Linear regression via hierarchical Bayesian methods — details_linear_reg_stan

The "stan_glmer" engine estimates hierarchical regression parameters using Bayesian estimation.

Details

For this engine, there is a single mode: regression

Tuning Parameters

This model has no tuning parameters.

Important engine-specific options

Some relevant arguments that can be passed to set_engine():

chains: A positive integer specifying the number of Markov chains. The default is 4.
iter: A positive integer specifying the number of iterations for each chain (including warmup). The default is 2000.
seed: The seed for random number generation.
cores: Number of cores to use when executing the chains in parallel.
prior: The prior distribution for the (non-hierarchical) regression coefficients.
prior_intercept: The prior distribution for the intercept (after centering all predictors).

See ?rstanarm::stan_glmer and ?rstan::sampling for more information.

Translation from parsnip to the original package

The multilevelmod extension package is required to fit this model.

library(multilevelmod)

linear_reg() |>
  set_engine("stan_glmer") |>
  set_mode("regression") |>
  translate()

## Linear Regression Model Specification (regression)
##
## Computational engine: stan_glmer
##
## Model fit template:
## rstanarm::stan_glmer(formula = missing_arg(), data = missing_arg(),
##     weights = missing_arg(), family = stats::gaussian, refresh = 0)

Predicting new samples

This model can use subject-specific coefficient estimates to make predictions (i.e. partial pooling). For example, this equation shows the linear predictor (\eta) for a random intercept:

\eta_{i} = (\beta_0 + b_{0i}) + \beta_1x_{i1}

where i denotes the ith independent experimental unit (e.g. subject). When the model has seen subject i, it can use that subject’s data to adjust the population intercept to be more specific to that subjects results.

What happens when data are being predicted for a subject that was not used in the model fit? In that case, this package uses only the population parameter estimates for prediction:

\hat{\eta}_{i'} = \hat{\beta}_0+ \hat{\beta}x_{i'1}

Depending on what covariates are in the model, this might have the effect of making the same prediction for all new samples. The population parameters are the “best estimate” for a subject that was not included in the model fit.

The tidymodels framework deliberately constrains predictions for new data to not use the training set or other data (to prevent information leakage).

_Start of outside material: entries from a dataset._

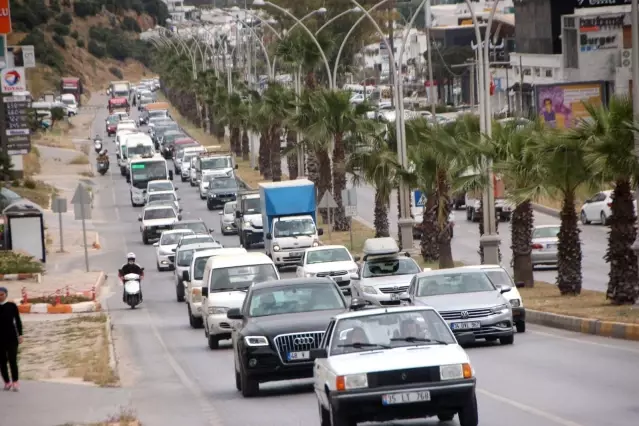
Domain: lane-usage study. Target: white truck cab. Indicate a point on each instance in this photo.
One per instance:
(226, 281)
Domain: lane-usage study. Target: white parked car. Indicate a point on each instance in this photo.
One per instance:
(597, 208)
(165, 248)
(387, 364)
(335, 262)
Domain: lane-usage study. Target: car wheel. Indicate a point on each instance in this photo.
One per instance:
(179, 291)
(445, 417)
(468, 415)
(250, 387)
(508, 340)
(521, 326)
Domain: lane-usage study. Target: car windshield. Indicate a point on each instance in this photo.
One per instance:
(546, 232)
(160, 186)
(162, 197)
(389, 330)
(252, 206)
(454, 283)
(240, 277)
(216, 163)
(197, 227)
(229, 208)
(172, 238)
(294, 227)
(217, 183)
(327, 255)
(167, 213)
(390, 266)
(294, 299)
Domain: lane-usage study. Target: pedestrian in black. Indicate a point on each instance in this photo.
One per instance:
(10, 338)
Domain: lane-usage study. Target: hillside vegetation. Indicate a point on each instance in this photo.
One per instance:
(96, 40)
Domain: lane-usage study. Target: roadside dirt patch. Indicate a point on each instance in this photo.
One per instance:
(67, 350)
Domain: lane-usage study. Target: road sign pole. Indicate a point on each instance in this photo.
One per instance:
(84, 236)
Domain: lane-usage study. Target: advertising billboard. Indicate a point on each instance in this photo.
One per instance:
(562, 105)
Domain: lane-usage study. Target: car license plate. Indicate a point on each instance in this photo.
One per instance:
(405, 397)
(298, 356)
(465, 325)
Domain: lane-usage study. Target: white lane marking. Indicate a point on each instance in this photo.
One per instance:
(587, 342)
(531, 410)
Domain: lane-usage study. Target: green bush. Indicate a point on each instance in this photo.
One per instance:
(59, 40)
(65, 18)
(61, 29)
(130, 24)
(18, 263)
(96, 49)
(116, 72)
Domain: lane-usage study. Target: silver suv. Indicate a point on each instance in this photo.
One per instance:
(468, 300)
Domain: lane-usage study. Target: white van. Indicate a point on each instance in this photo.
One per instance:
(225, 283)
(192, 280)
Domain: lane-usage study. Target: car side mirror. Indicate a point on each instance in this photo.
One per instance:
(504, 289)
(466, 338)
(318, 353)
(234, 313)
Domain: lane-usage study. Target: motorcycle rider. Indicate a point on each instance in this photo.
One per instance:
(130, 267)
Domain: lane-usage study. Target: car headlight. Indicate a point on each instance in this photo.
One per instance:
(455, 371)
(369, 289)
(256, 341)
(351, 381)
(500, 309)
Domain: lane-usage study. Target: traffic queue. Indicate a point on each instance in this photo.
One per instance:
(381, 337)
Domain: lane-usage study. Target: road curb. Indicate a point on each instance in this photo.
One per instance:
(20, 277)
(616, 330)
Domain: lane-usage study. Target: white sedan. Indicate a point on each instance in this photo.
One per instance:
(335, 262)
(165, 248)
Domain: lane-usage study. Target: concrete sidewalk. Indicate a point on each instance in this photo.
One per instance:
(52, 404)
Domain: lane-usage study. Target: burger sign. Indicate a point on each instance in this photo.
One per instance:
(13, 80)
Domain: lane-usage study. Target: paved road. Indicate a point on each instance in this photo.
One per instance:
(547, 378)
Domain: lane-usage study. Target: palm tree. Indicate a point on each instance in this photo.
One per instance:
(609, 133)
(373, 161)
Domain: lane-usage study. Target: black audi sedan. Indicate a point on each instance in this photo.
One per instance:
(277, 326)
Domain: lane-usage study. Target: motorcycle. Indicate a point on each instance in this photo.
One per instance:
(132, 293)
(103, 167)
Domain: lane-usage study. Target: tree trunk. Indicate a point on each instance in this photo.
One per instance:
(444, 227)
(339, 184)
(291, 159)
(276, 153)
(428, 243)
(521, 227)
(245, 145)
(623, 286)
(569, 255)
(380, 215)
(264, 157)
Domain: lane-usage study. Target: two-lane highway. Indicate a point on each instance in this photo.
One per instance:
(547, 378)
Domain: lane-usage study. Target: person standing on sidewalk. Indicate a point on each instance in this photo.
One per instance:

Preprocessing requirements

There are no specific preprocessing needs. However, it is helpful to keep the clustering/subject identifier column as factor or character (instead of making them into dummy variables). See the examples in the next section.

Other details

The model can accept case weights.

With parsnip, we suggest using the formula method when fitting:

library(tidymodels)
data("riesby")

linear_reg() |>
  set_engine("stan_glmer") |>
  fit(depr_score ~ week + (1|subject), data = riesby)

When using tidymodels infrastructure, it may be better to use a workflow. In this case, you can add the appropriate columns using add_variables() then supply the typical formula when adding the model:

library(tidymodels)

glmer_spec <-
  linear_reg() |>
  set_engine("stan_glmer")

glmer_wflow <-
  workflow() |>
  # The data are included as-is using:
  add_variables(outcomes = depr_score, predictors = c(week, subject)) |>
  add_model(glmer_spec, formula = depr_score ~ week + (1|subject))

fit(glmer_wflow, data = riesby)

For prediction, the "stan_glmer" engine can compute posterior intervals analogous to confidence and prediction intervals. In these instances, the units are the original outcome. When std_error = TRUE, the standard deviation of the posterior distribution (or posterior predictive distribution as appropriate) is returned.

Case weights

This model can utilize case weights during model fitting. To use them, see the documentation in case_weights and the examples on tidymodels.org.

The fit() and fit_xy() arguments have arguments called case_weights that expect vectors of case weights.

References

McElreath, R. 2020 Statistical Rethinking. CRC Press.
Sorensen, T, Vasishth, S. 2016. Bayesian linear mixed models using Stan: A tutorial for psychologists, linguists, and cognitive scientists, arXiv:1506.06201.